Ubaldo Aquino
- Full name: Ubaldo Aquino Valenzano
- Born: May 2, 1958 (age 67)
- Other occupation: Referee Coordinator

Domestic
- Years: League / Role
- 1994-2003: Paraguayan Football Association / Referee
- 2003-Present: Paraguayan Football Association / Referee Coordinator

International
- Years: League / Role
- 1994-2003: CONMEBOL / Referee
- 1995-2003: FIFA / Referee

= Ubaldo Aquino =

Paraguayan football referee

Ubaldo Aquino Valenzano (born May 2, 1958) is a retired football referee from Paraguay, best known for supervising two matches (Germany-Saudi Arabia and Sweden-Senegal) during the 2002 FIFA World Cup in South Korea and Japan.

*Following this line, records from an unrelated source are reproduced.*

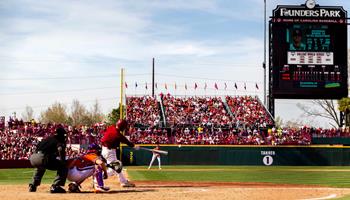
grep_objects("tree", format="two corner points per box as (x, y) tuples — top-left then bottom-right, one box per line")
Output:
(297, 100), (341, 128)
(40, 102), (68, 124)
(107, 107), (120, 125)
(90, 100), (104, 124)
(70, 99), (89, 126)
(22, 106), (34, 122)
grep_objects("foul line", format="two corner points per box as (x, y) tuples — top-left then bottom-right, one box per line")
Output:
(303, 194), (337, 200)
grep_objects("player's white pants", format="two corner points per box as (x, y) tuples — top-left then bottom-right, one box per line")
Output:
(148, 154), (161, 169)
(102, 146), (128, 184)
(67, 166), (95, 184)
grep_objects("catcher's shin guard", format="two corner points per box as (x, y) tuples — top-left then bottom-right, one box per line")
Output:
(93, 167), (109, 193)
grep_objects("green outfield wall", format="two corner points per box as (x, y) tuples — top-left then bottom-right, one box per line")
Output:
(122, 145), (350, 166)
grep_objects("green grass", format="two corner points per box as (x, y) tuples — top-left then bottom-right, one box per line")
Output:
(0, 166), (350, 188)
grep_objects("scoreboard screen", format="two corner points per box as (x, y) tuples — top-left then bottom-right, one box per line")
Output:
(270, 4), (348, 99)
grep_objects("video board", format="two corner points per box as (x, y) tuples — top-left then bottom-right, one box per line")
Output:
(270, 5), (348, 99)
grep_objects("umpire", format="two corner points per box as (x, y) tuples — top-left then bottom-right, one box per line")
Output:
(29, 127), (68, 193)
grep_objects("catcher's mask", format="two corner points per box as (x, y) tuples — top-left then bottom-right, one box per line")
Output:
(117, 119), (128, 131)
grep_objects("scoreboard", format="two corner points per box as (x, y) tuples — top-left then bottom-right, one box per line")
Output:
(269, 5), (348, 99)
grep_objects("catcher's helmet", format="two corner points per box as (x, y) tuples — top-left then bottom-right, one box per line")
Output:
(117, 119), (128, 131)
(88, 143), (102, 154)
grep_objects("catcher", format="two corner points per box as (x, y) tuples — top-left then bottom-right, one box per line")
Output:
(148, 143), (162, 169)
(67, 144), (119, 193)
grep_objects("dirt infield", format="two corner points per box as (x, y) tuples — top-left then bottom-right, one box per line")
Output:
(0, 178), (350, 200)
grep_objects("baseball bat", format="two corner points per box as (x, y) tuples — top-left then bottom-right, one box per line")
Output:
(140, 147), (168, 155)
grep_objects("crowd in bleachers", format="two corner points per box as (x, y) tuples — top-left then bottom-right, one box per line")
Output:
(226, 96), (273, 128)
(0, 95), (350, 160)
(162, 95), (232, 127)
(126, 96), (160, 126)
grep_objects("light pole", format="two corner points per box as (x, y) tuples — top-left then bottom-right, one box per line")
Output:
(263, 0), (266, 106)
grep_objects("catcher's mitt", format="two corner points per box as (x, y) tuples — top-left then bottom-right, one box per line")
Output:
(68, 183), (81, 193)
(107, 160), (123, 173)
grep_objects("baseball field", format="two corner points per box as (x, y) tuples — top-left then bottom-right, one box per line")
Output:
(0, 166), (350, 200)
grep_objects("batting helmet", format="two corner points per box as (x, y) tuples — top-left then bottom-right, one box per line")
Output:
(117, 119), (128, 131)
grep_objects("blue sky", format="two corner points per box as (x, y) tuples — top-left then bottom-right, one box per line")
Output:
(0, 0), (350, 126)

Aquino is known to have served as a FIFA referee during the period from 1995 to 2003. He officiated in numerous international competitions, including the 1999 FIFA Confederations Cup, 1997 FIFA World Youth Championship, and qualifying matches for the 1998, 2002, and 2006 World Cups. Aquino also served as a referee in the 1999 and 2001 Copa América competitions, officiating the final in 2001.

After retiring from his career as a match official, Aquino has worked as referee coordinator for the Asociación Paraguaya de Fútbol.